There was a time when a cabriolet was the highest expression of luxury and automotive coolness. Taking into account that in the beginnings of car history, all cars were open roof, and they clearly shown the wealthiness of their owners, this fragrance of distinction stuck into convertible cars until now.
Convertibles became really popular within the first decades of automotive history. Ford T indeed was a convertible from the beginning. Photo credit: motorfull.com
In the past, it was by far the best way to enjoy a car, and completely amuse with the driving experience, feeling the air in your face. But times grew faster, and that cool caressing breeze turned into a noisy, unnerving windy torture, so convertibles got relegated to some guys in a midlife crisis week-end caprice.
Apart from that, in the late 90s and 00s, brands made cabrio versions of almost every single model in their catalogues. This massification hurt the convertible segment very badly, cabrios were cool no more, because everyone could have access to one. So people moved to other places and in mid-late 00s they were almost dead. Yeah, of course, still lots of Miatas, Boxters and BMW Cs were sold, but that's precisely the problem. There were too many.
But as related in the title, the cabrios were not really dead. They only needed to fake their own death to relive, to have a fresh start and make themselves cool again. That's when in late 00s and still on, brands have done great efforts to make cool cabrios again, and yet some of them accesible, but still more expensive than their hardtop brothers.
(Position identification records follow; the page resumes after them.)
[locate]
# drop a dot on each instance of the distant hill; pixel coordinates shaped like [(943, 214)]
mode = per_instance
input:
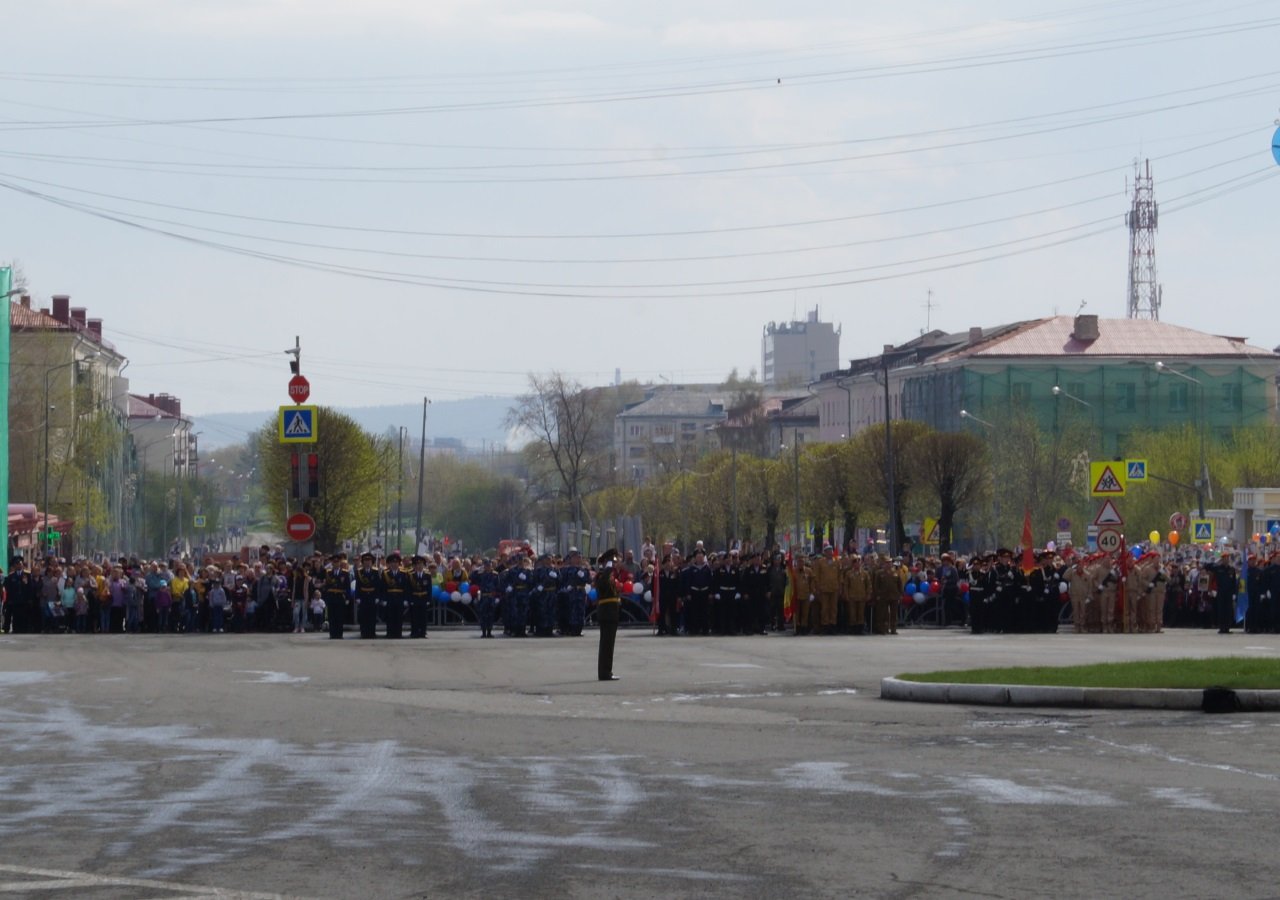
[(476, 421)]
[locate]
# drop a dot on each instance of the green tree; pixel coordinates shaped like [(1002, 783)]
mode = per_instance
[(351, 475)]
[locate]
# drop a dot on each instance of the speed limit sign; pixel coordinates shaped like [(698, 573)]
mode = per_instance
[(1109, 540)]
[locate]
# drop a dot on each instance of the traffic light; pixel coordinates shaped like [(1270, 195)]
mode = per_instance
[(312, 475)]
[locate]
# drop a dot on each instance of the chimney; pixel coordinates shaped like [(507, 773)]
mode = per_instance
[(1086, 329)]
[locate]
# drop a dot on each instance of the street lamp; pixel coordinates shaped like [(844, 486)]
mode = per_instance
[(48, 410), (1202, 482)]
Apart from blockbusters like Fiat 500c, DS3 Cabrio and Mini Convertible, there have been some models that have given this segment a new splendor, like the fifth generation MX-5 (and its Fiat 124 Spider cousin), the BMW 2 and 4 Series or the Audi 3 Series Cabrio. Sadly, some brands have been seriously damaged in this massacre, like the french guys of Peugeot and Renault, which dominated the market then, with such hits as Mégane Cabrio or the 206 and 307 CC. Of course not to mention the supercar segment, but that's another story...
Car industry had to sacrifice some of their pawns to save the big players, and this process took away models like the VW Eos, which didn't hit the market as they were expected to, and some others like the 307 CC itself.
The manoeuver looked risky, and could have been a mayhem but, makers played the right cards, and they won the hand. New wave of cabrios have apparently got to the point better than expected, even in the premium segment, so it seems that the play was necessary, like when you cut some branches of a tree to make it grow stronger. Nature, life itself, inspiring such a powerful industry as automotive.
Luckily for open roof lovers, the purge worked out, and since mid 10s, convertible market is experiencing a nice rebound, with sales figures growing up constantly since 2014. Let's hope it stays this way for some other years... It's not all SUVs in life!